Where were the voices saying: “This is wrong. This will breed backlash and put life saving programs at risk.”
Instead there was silence. And when conservatives gained power, they didn’t reform USAID, they dismantled it (think more chainsaw than scalpel). Programs were cut indiscriminately. Thousands of pounds of emergency food expired in warehouses. Weeks of disruption and critical loss went by before some aid was quietly added back in. Vulnerable families went hungry. Sick people missed medication. The entire humanitarian aid profession was gutted not because aid isn’t good, but because of a knee jerk response to those in power who had failed to police the radicals and their ideological excesses.
Where Do We Go From Here?
To those who held positions of influence during the last several years: the politicians, the immigration advocates, public health officials, and humanitarian professionals here’s what rebuilding trust requires: humility, honesty, and a genuine willingness to reckon with the ways your institutions contributed to this backlash.
Admitting your contribution to creating this environment doesn’t excuse the unwise nature of the current administration’s response. It doesn’t justify the heavy-handed cuts or cruel implementation. But your reckoning is still necessary.
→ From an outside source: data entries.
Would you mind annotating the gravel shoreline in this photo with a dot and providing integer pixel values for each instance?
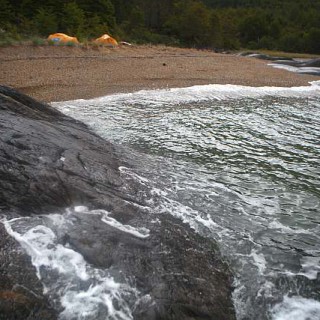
(65, 73)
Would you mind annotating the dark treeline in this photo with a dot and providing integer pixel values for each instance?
(289, 25)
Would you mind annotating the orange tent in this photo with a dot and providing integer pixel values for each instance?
(106, 40)
(62, 38)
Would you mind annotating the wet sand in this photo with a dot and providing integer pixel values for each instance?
(64, 73)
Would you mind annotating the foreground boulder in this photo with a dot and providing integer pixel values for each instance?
(50, 162)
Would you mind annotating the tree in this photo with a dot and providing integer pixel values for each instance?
(72, 19)
(45, 21)
(194, 24)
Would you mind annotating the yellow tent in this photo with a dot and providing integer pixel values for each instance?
(62, 38)
(106, 40)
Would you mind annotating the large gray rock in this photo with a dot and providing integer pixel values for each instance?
(48, 162)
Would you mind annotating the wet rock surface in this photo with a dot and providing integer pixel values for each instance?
(49, 162)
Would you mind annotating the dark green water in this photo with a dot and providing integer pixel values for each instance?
(244, 171)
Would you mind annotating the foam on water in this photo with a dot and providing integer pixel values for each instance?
(296, 308)
(137, 232)
(175, 96)
(236, 163)
(79, 290)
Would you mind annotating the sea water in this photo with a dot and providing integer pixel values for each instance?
(240, 165)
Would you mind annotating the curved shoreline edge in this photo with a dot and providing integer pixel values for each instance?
(75, 73)
(50, 162)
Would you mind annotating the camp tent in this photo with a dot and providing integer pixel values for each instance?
(62, 38)
(106, 40)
Not to absolve the current administration, but to help win back the trust of those still movable in the middle.
Your honesty now (even in the face of an overcorrection you rightly oppose) is what begins to rebuild the credibility America needs you to have. It will also slow the pendulum’s momentum toward another devastating blow.
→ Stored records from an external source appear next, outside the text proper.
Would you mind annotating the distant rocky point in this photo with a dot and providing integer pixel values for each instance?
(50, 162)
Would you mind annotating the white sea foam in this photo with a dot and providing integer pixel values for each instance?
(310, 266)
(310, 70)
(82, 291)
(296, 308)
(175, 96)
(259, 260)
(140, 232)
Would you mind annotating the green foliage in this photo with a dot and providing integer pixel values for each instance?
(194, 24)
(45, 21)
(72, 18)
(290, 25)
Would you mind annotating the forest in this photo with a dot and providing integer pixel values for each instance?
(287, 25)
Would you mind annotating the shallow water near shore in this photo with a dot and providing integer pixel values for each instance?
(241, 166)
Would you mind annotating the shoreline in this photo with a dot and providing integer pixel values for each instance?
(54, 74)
And Finally, A Word to Conservatives
You now wield the sword of government. You have the power, the mandate, and the righteous anger.
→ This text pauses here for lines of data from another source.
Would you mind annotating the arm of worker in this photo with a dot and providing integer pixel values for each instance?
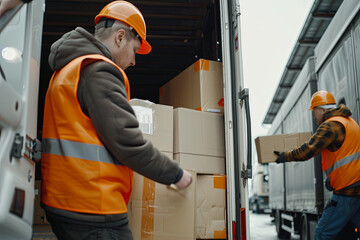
(6, 5)
(326, 134)
(104, 101)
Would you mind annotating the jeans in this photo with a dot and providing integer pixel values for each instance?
(70, 229)
(338, 212)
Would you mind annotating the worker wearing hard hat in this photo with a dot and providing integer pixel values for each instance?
(338, 140)
(92, 142)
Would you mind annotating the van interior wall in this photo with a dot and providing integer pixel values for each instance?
(180, 32)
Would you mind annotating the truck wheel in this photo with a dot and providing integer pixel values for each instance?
(282, 234)
(304, 228)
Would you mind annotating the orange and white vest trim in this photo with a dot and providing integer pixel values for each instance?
(343, 165)
(78, 173)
What are you tempted to excuse?
We would be wrong to dismiss the bishops message out of hand. Not because enforcement of our borders is wrong (it isn’t), but because when you do it in a way that celebrates the suffering of others and dehumanizes people made in God’s image, you hand your opponents the moral high ground and fuel a pendulum that will destroy what you’ve built.
Remember they, like you, can play the game. Every instance of deportation celebrated on the White House Instagram. The corruption of the Epstein flip flops (and bizarre defense of his actions), the hypocrisy of the abortion pill reversal. They will weaponize these moments to sow division, stir outrage, accumulate power, and enforce new policies that make the old ones look reasonable.
You can’t afford to squander your credibility by excusing genuine wrongs just because they advance your policy goals. Be more concerned with truth than tribal loyalty and the D.C. scoreboard. Police your own side precisely because you care about preserving your influence and your ability do good for your neighbor.
Let’s stop before we create the conditions for the next overcorrection.